Geodynamic models of subduction dynamics have illustrated the profound effects of non-Newtonian rheology and absolute viscosity on subduction channel morphology, rates and styles of exhumation, and even subduction plate speeds. For example, Gerya et al. (2002) show that non-Newtonian rheologies (and relatively high effective viscosities, ∼1018 Pa-s) in the channel favor the formation of large-scale, self-organizing, coherent flow patterns, which are reminiscent of nappe structures characteristic of many exhumed subduction terranes, including Syros. Additionally, exhumation by forced return flow in a subduction channel is predicted to occur much faster—on the order of plate velocities—for Newtonian, low-viscosity shear zones (Gerya and Stöckhert, 2002). Furthermore, non-Newtonian, higher-viscosity shear zones are capable of transferring stress from the subducting to the overriding lithosphere more efficiently, leading to greater degrees of mechanical coupling (e.g., Androvičová et al., 2013; Agard et al., 2018) and relatively slow subducting plate speeds (∼2–4 cm/yr) compared to a Newtonian, lower-viscosity shear zone (>10 cm/yr) (King and Hager, 1990; Behr and Becker, 2018). In all of these cases, the predominance of dislocation creep in quartz schists and mafic schists is likely to contribute to complex evolution in subduction zone structure and dynamics, as different materials with evolving rheological properties cycle through the subduction shear zone.

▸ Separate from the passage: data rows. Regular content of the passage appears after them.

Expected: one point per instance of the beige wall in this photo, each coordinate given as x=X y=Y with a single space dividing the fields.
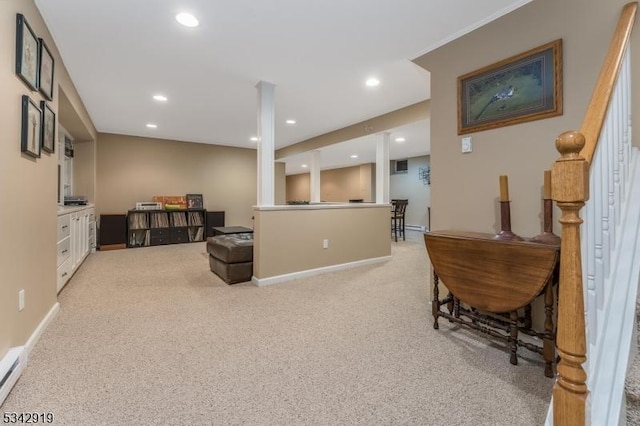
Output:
x=84 y=168
x=132 y=169
x=299 y=187
x=280 y=196
x=29 y=187
x=409 y=186
x=286 y=243
x=336 y=185
x=465 y=186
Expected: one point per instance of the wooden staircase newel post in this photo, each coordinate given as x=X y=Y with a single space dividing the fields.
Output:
x=570 y=190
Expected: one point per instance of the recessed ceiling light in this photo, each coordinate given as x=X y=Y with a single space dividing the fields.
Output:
x=373 y=82
x=187 y=19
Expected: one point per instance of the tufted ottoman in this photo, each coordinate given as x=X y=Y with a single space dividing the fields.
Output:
x=231 y=257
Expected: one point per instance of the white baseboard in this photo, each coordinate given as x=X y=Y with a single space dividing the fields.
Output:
x=15 y=361
x=11 y=367
x=260 y=282
x=42 y=326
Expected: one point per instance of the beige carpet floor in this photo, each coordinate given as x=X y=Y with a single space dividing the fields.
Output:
x=150 y=336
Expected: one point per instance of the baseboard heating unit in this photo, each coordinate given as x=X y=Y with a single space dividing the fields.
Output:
x=11 y=366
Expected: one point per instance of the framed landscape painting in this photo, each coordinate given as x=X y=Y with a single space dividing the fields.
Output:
x=45 y=73
x=48 y=128
x=518 y=89
x=31 y=123
x=26 y=52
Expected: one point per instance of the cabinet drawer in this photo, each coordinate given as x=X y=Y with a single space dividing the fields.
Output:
x=64 y=225
x=64 y=273
x=64 y=250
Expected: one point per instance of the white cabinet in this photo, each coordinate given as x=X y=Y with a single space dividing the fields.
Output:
x=76 y=234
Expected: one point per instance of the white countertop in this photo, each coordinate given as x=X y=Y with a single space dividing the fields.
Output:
x=323 y=206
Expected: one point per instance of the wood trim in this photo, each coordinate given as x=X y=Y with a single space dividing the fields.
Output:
x=597 y=110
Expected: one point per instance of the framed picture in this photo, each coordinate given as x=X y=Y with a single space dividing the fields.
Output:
x=31 y=127
x=522 y=88
x=48 y=137
x=26 y=53
x=194 y=201
x=45 y=73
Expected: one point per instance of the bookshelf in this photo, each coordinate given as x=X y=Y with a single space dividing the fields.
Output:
x=157 y=227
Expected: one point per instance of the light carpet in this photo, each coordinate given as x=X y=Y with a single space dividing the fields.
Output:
x=151 y=336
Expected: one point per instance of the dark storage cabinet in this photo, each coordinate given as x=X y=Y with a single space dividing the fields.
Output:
x=157 y=227
x=113 y=229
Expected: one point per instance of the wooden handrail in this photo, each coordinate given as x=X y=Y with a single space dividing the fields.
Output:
x=597 y=110
x=570 y=190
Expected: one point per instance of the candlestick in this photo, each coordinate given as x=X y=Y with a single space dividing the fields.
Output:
x=547 y=184
x=504 y=188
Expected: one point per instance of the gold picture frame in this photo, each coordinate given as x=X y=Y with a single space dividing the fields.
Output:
x=518 y=89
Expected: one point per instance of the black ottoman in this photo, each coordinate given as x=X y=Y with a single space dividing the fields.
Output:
x=231 y=257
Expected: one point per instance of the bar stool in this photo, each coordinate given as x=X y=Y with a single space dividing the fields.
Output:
x=398 y=209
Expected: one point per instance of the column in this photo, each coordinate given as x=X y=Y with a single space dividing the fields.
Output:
x=382 y=169
x=266 y=143
x=315 y=177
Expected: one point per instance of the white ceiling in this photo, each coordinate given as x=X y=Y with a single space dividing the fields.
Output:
x=318 y=53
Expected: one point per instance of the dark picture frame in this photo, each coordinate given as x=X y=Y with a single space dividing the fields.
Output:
x=48 y=137
x=518 y=89
x=31 y=132
x=27 y=54
x=46 y=65
x=194 y=201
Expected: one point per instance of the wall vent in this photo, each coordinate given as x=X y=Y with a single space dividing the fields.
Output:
x=402 y=166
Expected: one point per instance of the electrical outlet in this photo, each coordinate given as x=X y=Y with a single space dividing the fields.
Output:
x=467 y=146
x=21 y=300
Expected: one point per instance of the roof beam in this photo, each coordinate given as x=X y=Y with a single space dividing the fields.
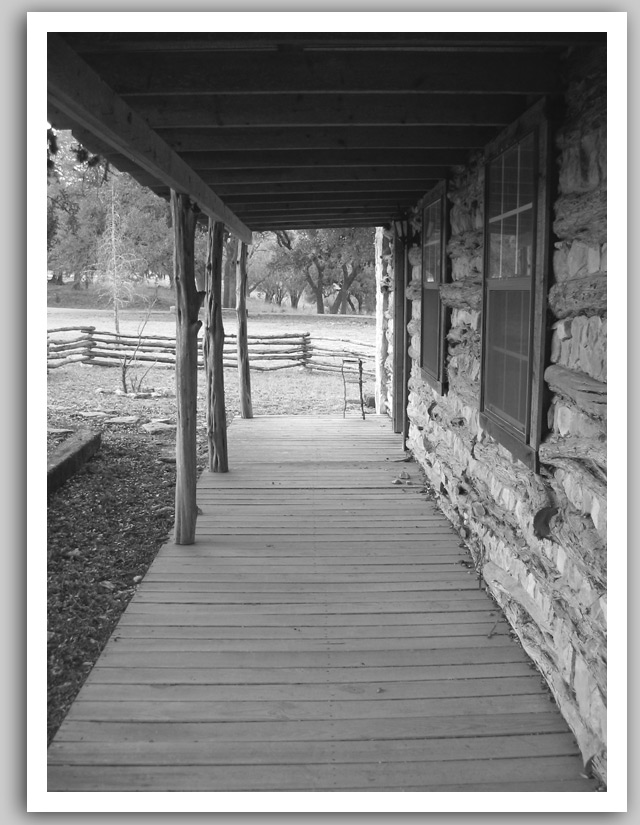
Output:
x=290 y=200
x=276 y=138
x=232 y=72
x=250 y=111
x=77 y=91
x=117 y=42
x=248 y=191
x=310 y=158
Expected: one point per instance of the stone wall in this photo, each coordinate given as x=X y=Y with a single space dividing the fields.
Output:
x=538 y=539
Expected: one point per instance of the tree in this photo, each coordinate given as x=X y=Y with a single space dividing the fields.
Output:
x=117 y=260
x=79 y=203
x=332 y=262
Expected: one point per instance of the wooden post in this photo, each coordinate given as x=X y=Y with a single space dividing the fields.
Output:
x=187 y=326
x=244 y=373
x=213 y=345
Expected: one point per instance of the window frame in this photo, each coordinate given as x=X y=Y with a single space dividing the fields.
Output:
x=524 y=445
x=436 y=379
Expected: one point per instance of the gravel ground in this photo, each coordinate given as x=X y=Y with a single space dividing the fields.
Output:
x=106 y=524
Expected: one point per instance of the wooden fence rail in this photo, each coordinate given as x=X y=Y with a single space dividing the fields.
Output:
x=68 y=345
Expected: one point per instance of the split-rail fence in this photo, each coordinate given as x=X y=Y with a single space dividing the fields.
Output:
x=67 y=345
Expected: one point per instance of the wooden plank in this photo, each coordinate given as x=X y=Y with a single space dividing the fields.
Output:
x=291 y=753
x=211 y=648
x=71 y=84
x=373 y=775
x=442 y=614
x=317 y=660
x=287 y=676
x=354 y=692
x=348 y=633
x=301 y=710
x=419 y=727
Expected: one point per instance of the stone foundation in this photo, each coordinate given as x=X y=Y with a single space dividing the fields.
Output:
x=538 y=539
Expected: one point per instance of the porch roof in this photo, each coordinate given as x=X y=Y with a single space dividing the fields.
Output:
x=298 y=130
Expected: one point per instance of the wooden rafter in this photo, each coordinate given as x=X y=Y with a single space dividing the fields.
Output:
x=285 y=110
x=270 y=72
x=77 y=91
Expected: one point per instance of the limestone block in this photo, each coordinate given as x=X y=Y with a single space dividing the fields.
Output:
x=563 y=329
x=594 y=262
x=465 y=317
x=415 y=256
x=589 y=698
x=583 y=164
x=563 y=643
x=578 y=259
x=569 y=420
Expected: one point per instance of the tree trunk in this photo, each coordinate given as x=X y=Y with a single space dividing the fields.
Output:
x=340 y=303
x=317 y=289
x=187 y=326
x=244 y=373
x=229 y=283
x=213 y=345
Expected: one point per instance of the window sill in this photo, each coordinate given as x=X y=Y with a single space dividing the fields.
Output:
x=434 y=383
x=518 y=449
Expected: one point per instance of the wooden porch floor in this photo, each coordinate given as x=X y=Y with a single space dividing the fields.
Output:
x=322 y=634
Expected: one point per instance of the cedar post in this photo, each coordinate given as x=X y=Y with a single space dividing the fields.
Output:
x=187 y=326
x=244 y=374
x=213 y=345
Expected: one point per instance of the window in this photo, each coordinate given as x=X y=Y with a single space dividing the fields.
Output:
x=515 y=285
x=434 y=273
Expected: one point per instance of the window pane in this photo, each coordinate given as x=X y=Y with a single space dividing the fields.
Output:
x=525 y=244
x=510 y=184
x=495 y=189
x=430 y=330
x=431 y=243
x=507 y=358
x=509 y=244
x=527 y=171
x=495 y=249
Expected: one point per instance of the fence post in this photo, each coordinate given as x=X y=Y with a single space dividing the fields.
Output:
x=307 y=350
x=244 y=373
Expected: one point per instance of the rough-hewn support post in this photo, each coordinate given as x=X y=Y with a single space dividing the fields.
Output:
x=213 y=344
x=244 y=374
x=187 y=326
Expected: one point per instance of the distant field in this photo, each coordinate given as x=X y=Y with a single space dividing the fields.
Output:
x=356 y=327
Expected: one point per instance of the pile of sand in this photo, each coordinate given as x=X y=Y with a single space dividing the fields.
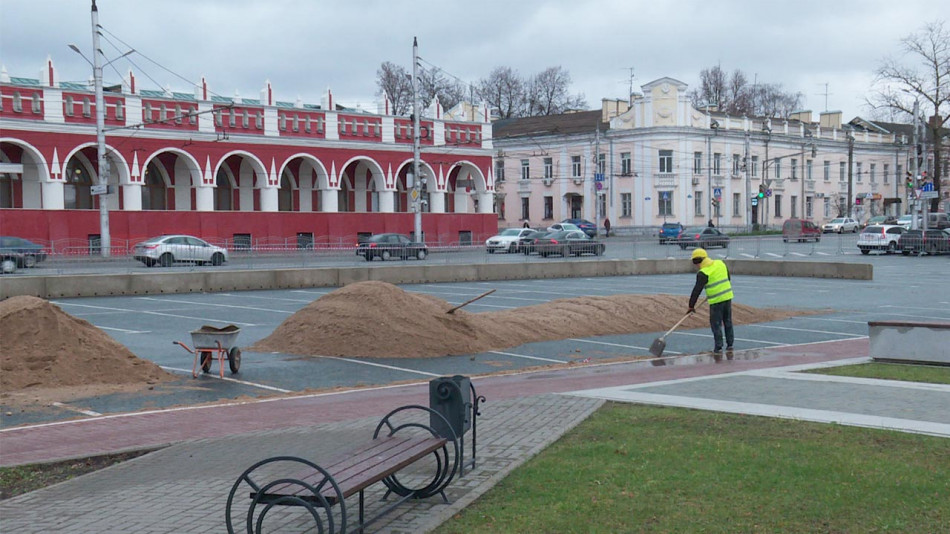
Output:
x=377 y=319
x=43 y=347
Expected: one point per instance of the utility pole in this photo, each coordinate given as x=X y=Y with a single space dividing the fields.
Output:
x=416 y=175
x=748 y=184
x=105 y=238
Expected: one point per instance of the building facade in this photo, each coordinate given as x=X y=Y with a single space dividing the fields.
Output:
x=658 y=159
x=233 y=168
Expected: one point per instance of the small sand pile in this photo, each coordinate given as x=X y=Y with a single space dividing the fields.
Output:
x=43 y=347
x=377 y=319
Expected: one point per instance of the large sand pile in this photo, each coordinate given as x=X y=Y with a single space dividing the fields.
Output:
x=43 y=347
x=377 y=319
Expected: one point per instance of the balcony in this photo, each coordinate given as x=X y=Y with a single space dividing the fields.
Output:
x=664 y=180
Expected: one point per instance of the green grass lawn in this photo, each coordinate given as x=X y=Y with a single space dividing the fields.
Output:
x=635 y=468
x=931 y=374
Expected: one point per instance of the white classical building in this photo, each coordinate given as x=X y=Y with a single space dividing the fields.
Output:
x=658 y=159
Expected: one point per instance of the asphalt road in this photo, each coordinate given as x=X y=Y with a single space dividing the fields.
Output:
x=909 y=288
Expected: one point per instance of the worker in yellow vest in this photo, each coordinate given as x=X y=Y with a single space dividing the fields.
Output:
x=713 y=276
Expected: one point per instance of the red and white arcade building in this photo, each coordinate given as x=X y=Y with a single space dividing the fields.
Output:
x=257 y=171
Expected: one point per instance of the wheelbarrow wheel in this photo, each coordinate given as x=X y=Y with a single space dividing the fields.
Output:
x=234 y=359
x=206 y=358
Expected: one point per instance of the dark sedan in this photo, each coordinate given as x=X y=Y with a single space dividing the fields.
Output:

In addition to steady-state dynamics and bulk interface viscosity, power-law viscous creep—as opposed to rate-and-state friction along a planar fault—along the subduction interface is important to understanding rock response to transient stress fluctuations, such as intermediate depth earthquakes and ETS, for several reasons. Firstly, power-law creep mechanisms will affect the rates and spatial distributions of host-rock stress loading and postseismic relaxation, owing to their high stress exponents (n = 3–4) (Poirier, 1985; Hirth and Kohlstedt, 2003). Secondly, the mechanisms of “healing,” or damage reduction, associated with viscous creep differ from those characteristic of frictional interfaces. For example, damage reduction on faults is achieved by fluid-assisted precipitation of new mineral phases on the fault plane (e.g., Sheldon and Ord, 2005; Sheldon and Micklethwaite, 2007), whereas damage reduction in the viscous regime is commonly achieved by grain growth processes (Handy, 1989; Kameyama et al., 1997). Thirdly, distributed viscous shear in the bulk rock should influence the rates and pathways of fluid migration, through, for example, different diffusion mechanisms and/or through the development of fabric anisotropy (e.g., Kirby, 1985).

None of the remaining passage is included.